If it is true that we become our mothers, if I am destined to be her, then it is still imperative that I discover who she really is. I must locate the essence of her. I feel it there, in that painting, atop that branch, in the silent call of that little bird, who sings to no one in a murky marsh, who calls out for recognition, who needs to find its voice, that bird so winsome and yet so strident perched at the very apex of a branch that leads to no tree and that comes from the shadowy pool where it is rooted. But the bird can fly away. Perhaps in another painting the bird has taken off. It circles the marsh and sees it from on high, as just a place where it once stopped to consider its song.
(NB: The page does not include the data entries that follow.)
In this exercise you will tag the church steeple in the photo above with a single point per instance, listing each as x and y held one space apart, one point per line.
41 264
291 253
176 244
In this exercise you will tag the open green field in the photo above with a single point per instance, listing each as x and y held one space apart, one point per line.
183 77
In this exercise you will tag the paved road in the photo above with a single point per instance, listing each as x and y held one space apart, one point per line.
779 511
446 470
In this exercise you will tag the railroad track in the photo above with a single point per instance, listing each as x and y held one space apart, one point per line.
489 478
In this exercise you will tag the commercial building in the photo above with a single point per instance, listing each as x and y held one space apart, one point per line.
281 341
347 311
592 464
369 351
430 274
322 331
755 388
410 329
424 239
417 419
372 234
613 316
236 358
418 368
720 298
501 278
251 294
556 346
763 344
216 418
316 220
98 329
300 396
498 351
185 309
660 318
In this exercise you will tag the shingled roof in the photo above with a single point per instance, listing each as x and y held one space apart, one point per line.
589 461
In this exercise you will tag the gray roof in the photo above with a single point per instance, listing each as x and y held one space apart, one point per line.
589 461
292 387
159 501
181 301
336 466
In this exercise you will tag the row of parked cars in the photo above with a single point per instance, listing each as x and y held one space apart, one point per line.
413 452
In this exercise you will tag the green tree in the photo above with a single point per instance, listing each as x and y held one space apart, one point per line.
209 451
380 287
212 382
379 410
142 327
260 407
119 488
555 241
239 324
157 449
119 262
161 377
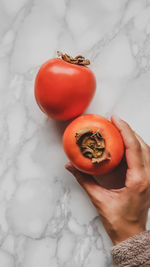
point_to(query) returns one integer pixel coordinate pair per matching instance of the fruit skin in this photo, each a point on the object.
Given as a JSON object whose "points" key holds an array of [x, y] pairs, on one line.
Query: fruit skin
{"points": [[113, 143], [64, 90]]}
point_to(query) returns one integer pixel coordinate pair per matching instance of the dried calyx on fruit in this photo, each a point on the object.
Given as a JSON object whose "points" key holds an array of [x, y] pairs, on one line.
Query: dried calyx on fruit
{"points": [[78, 60], [92, 145]]}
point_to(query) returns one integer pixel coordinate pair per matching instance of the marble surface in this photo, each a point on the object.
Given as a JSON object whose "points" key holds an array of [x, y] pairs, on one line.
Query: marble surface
{"points": [[46, 219]]}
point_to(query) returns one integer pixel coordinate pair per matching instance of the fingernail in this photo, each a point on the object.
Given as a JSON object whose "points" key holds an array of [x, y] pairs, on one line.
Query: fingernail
{"points": [[116, 118]]}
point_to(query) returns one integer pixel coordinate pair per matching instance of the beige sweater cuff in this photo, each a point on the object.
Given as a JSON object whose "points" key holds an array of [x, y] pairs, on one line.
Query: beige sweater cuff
{"points": [[135, 251]]}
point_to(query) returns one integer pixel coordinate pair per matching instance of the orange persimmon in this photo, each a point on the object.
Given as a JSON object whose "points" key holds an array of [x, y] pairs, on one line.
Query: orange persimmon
{"points": [[93, 144]]}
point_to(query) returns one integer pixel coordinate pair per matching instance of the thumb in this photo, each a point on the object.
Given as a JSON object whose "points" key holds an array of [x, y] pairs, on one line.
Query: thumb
{"points": [[96, 192]]}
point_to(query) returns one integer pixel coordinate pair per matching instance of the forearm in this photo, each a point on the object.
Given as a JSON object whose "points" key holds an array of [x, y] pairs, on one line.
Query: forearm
{"points": [[133, 252]]}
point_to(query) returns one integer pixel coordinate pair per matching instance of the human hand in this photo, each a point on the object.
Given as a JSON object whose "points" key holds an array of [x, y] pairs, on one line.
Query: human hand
{"points": [[123, 211]]}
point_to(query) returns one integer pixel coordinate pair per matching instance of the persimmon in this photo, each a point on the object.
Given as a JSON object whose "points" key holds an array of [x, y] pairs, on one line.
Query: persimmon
{"points": [[64, 87], [93, 144]]}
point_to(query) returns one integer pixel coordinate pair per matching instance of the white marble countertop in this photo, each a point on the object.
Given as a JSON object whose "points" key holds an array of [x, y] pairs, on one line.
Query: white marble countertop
{"points": [[45, 217]]}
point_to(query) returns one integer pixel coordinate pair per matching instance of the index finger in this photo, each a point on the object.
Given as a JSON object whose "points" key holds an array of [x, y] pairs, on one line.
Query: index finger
{"points": [[133, 148]]}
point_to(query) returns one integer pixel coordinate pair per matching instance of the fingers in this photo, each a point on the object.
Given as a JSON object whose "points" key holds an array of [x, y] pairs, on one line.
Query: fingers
{"points": [[95, 191], [133, 147], [145, 149]]}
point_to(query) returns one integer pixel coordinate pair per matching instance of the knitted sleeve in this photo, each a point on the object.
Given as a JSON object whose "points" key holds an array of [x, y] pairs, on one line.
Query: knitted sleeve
{"points": [[134, 251]]}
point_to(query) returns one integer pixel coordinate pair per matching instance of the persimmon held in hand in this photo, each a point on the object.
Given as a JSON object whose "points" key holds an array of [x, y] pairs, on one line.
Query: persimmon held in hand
{"points": [[64, 87], [93, 144]]}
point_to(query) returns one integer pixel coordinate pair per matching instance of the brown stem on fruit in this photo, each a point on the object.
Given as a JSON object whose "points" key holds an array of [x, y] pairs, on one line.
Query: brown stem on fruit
{"points": [[78, 60], [92, 145]]}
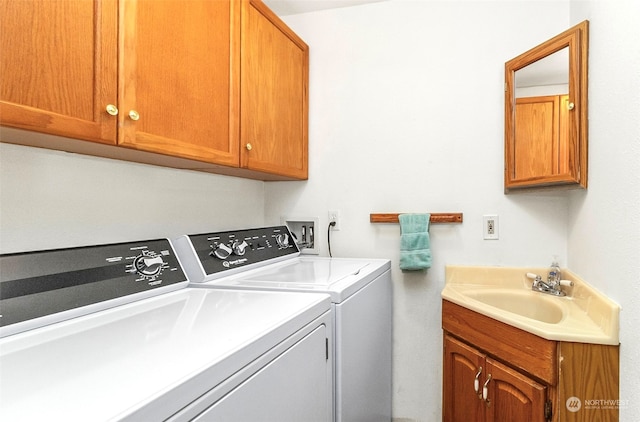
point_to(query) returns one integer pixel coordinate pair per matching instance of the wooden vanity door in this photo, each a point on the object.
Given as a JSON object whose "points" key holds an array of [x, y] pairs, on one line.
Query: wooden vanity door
{"points": [[461, 365], [513, 396]]}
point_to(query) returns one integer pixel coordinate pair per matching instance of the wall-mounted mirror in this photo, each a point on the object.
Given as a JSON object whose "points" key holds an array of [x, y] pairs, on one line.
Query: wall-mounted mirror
{"points": [[546, 113]]}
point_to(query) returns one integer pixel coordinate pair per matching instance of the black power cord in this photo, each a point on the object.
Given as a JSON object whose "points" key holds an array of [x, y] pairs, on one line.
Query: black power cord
{"points": [[331, 224]]}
I’ve never told my mother about my pain. Or about my struggle to recover from it. When you’ve been hurt over and over you develop a wary and watchful approach to the one who could hurt so deeply. You never let down your guard. I can hear her now, if I were to tell her how it really felt all those years ago. She would make some caustic comeback, some toughened remark, but there would be no redemption in this exchange. Surely there would be guilt, possibly remorse, but it would be covered, to come out later, maybe in a week or so, as a statement without its relevant surroundings – a stab at me. No, it would be impossible to have a conversation about it. These days the conversations tend to be about weather, daily activities, physical impediments. Complaints about being alone. Lots of talk about doctors and bodily functions. But we never connect. It is too much work for me to try. And there’s too little reward for the effort.

Sometimes now, at the end of our phone conversations, she’ll tell me, “You’re so sensible,” or “I hope I haven’t upset you.”
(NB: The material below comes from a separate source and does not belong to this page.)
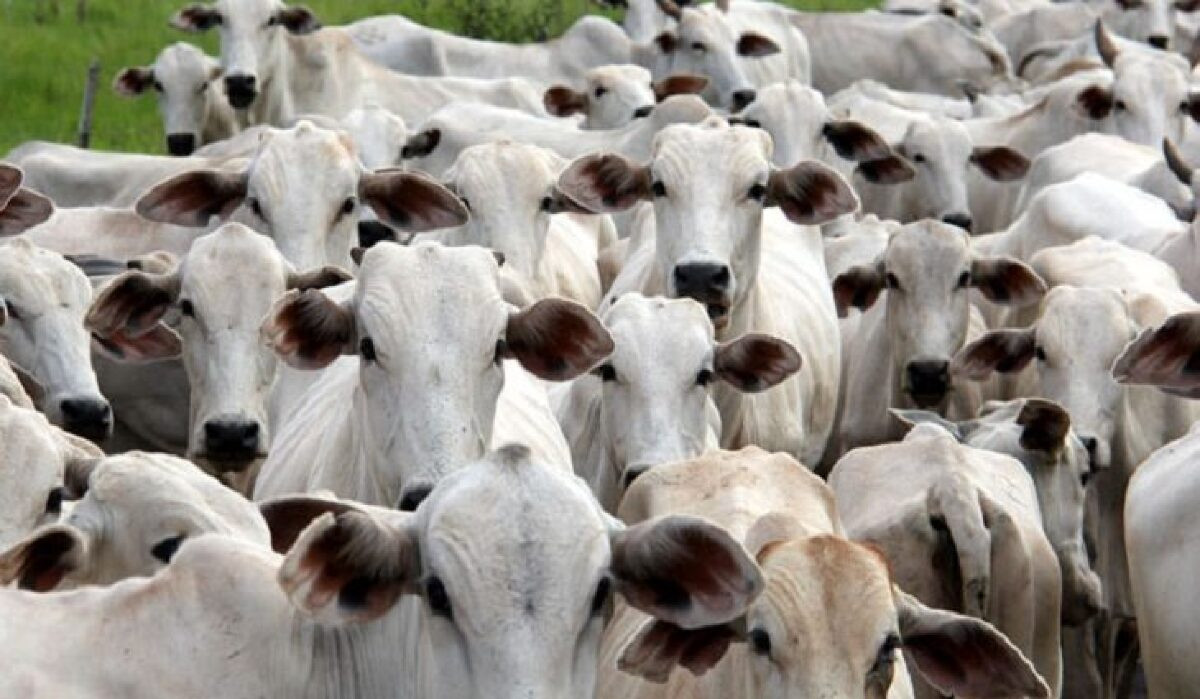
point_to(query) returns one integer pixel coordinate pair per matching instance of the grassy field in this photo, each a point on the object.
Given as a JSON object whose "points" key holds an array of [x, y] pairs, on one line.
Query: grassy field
{"points": [[45, 54]]}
I tell her, “You don’t upset me. I just wish you wouldn’t upset yourself with a lot of stuff that really does not require getting all worked up about.”

She agrees. But she can’t help it. So I talk her down from the ledge again and she goes off, exhausted by her worry and anxiety, and busies herself with a thousand repetitive tasks and turns on the TV or reads a book.

Some of this is just the aging process. But some of it is an old image seeping through the layers of brushstroke.

I see the painting now as a roadmap. In it is the mother I never knew. And I’ll never know why she couldn’t be that songbird. Why she thought she had to be so hard. The painting will remain after she is gone. And I will have more time to find her in its soft colors and gentle forms. Perhaps I will be able to find my own beginnings there. Because somewhere in my mother’s painting of her life, my journey began.

* * *

A female hummingbird once flew into my garage and got stuck there, attracted by the white ceiling. She kept fluttering against it until the tiny thing was so exhausted she could fight against that impenetrable white no more and landed on a cable strung along the wall. I ran into the house, put and red poker chip in the bottom of a shot glass, poured in some sugar and added a little water, stirred until the sugar dissolved and came back to the garage where the ruby throat was still resting on the black cable. She was too tired to fly off and so let me take her in my hand. She was smaller than my thumb, her heart tapping away like a little drill. But she did not struggle. I tilted her sideways and stuck her tiny beak into the shot glass. Attracted by the red color her tongue darted out, repeatedly sucking at the sugar water. She drank and drank and when she finally stopped, I stepped outside the garage into the sunlight, opened my hand and stood there for a moment while the hummingbird just rested in my hand, looking at me. Then she took off, flew to a tree branch near where I was standing and landed. She puffed out her feathers and began preening. Before she flew away, she looked over at me. It was only for an instant. But we nodded to each other.